Why in news?
The Union Cabinet approved the Mobile Phone Manufacturing Scheme. It carries an outlay of ₹62,500 crore. Incentives will run for five financial years from 2026–27. The scheme seeks deeper production, design and component-making within India.
Background
India once imported most finished mobile phones sold domestically, and local factories later expanded assembly and increasingly supplied export markets.
The government supported this shift through tariffs, infrastructure and production incentives. Global companies also diversified manufacturing beyond existing Asian centres.
India is now the world’s second-largest mobile phone manufacturer by volume, and China holds the leading position.

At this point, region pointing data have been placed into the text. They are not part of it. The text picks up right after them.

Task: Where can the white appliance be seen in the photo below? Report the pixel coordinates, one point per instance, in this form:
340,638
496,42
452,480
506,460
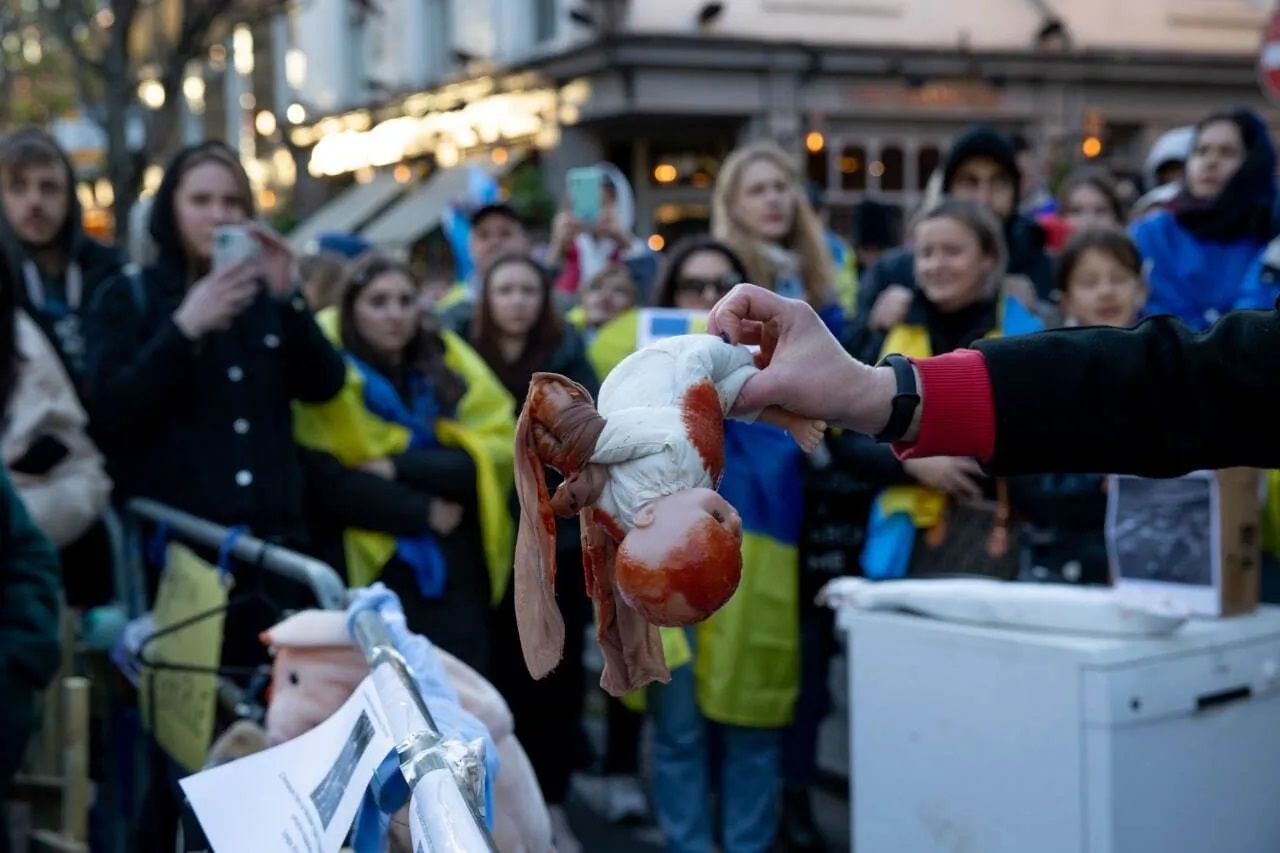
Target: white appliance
974,739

About 99.2 per cent of phones used in India are manufactured domestically. However, many high-value components still come from abroad.
Domestic assembly and domestic value addition are therefore different. Assembly can occur locally while imported parts retain much product value.
What is the new scheme?
The Ministry of Electronics and Information Technology will administer the Mobile Phone Manufacturing Scheme.
The scheme provides performance-linked financial support, and approved firms must achieve specified production, sales or sourcing conditions.
Its five-year period covers financial years 2026–27 through 2030–31, and a financial year runs from April through March.
The approved outlay is ₹62,500 crore, and an outlay is the government’s maximum planned expenditure, subject to scheme rules.
Do not confuse: ₹62,500 crore is the incentive outlay. ₹39 lakh crore is projected cumulative production under the scheme.
How will incentives work?
- Base incentives range from 2.25 to 5 per cent of eligible sales.
- Eligible phones must be manufactured in India under approved conditions.
- Domestic sourcing can earn an additional incentive up to 1.5 per cent.
- The sourced items must be identified components or important subassemblies.
- Product design and research can earn another 3 per cent incentive.
- This design incentive aims to help Indian brands build intellectual property.
Eligible sales are not necessarily a company’s entire turnover, and scheme guidelines define which products and transactions qualify.
The percentages should not be added automatically for every firm, and each incentive has separate eligibility and performance requirements.
What does domestic value addition mean?
Domestic value addition is the value created inside India, and it includes local components, labour, design, software and manufacturing services.
Simple assembly adds some value, but advanced components add considerably more. Displays, cameras, batteries and chip packaging are important examples.
Higher domestic value addition reduces exposure to overseas disruptions, and it can also create specialised skills and supporting industries.
Why does the scheme support design?
Contract manufacturing builds scale, but product ownership creates lasting commercial power. Brand owners control design, marketing and customer relationships.
Research and development can generate patents and reusable technology, and these assets may earn revenue beyond one manufacturing contract.
The added design incentive therefore targets Indian brands, and it also seeks stronger technological capability and economic security.
What preceded the new scheme?
- The electronics sector expanded rapidly after financial year 2014–15.
- Electronics manufacturing became about seven times larger over the following period.
- Electronics exports rose about eleven times during the same broad period.
- The Production Linked Incentive Scheme for large-scale electronics began during 2020.
- That scheme rewarded incremental production from approved mobile and component manufacturers.
- Its operating period ended on 31 March 2026.
- The new scheme begins from the next financial year.
The new programme follows the earlier incentive scheme. The Cabinet release does not simply describe it as an identical replacement.
What outcomes does the government expect?
The scheme projects cumulative mobile production near ₹39 lakh crore, and this figure covers all five years together.
It also projects about 60,000 direct jobs, and supplier, logistics and service activities could create additional indirect employment.
These figures are expected outcomes, not completed achievements, and actual results will depend upon investment, demand and global competition.
Smartphones became India’s single-largest exported product category during 2025, and they moved ahead of diesel fuel and cut diamonds.
Prelims facts: India ranks second in mobile manufacturing volume. The new programme runs from 2026–27 through 2030–31.
What wider benefits are possible?
- A deeper supplier network can reduce imported component dependence.
- Large production runs can lower average manufacturing costs.
- Design capability can strengthen Indian brands in overseas markets.
- Research investments can create patents and specialised employment.
- Diverse supply chains can improve resilience during international disruptions.
What challenges remain?
India still imports several sophisticated parts and production machines, and semiconductor capability also requires large capital and dependable infrastructure.
Incentives must reward genuine additional value, not routine production, and transparent verification can reduce inflated claims or repeated counting.
Factories also require skilled workers, reliable power and efficient ports, and environmental rules must address electronic waste and industrial pollution.
Finally, firms should remain competitive after incentives end, and permanent dependence would weaken the scheme’s long-term purpose.
Conclusion
The scheme moves policy beyond basic assembly towards components and design. Strong monitoring will determine whether projected scale creates lasting capability.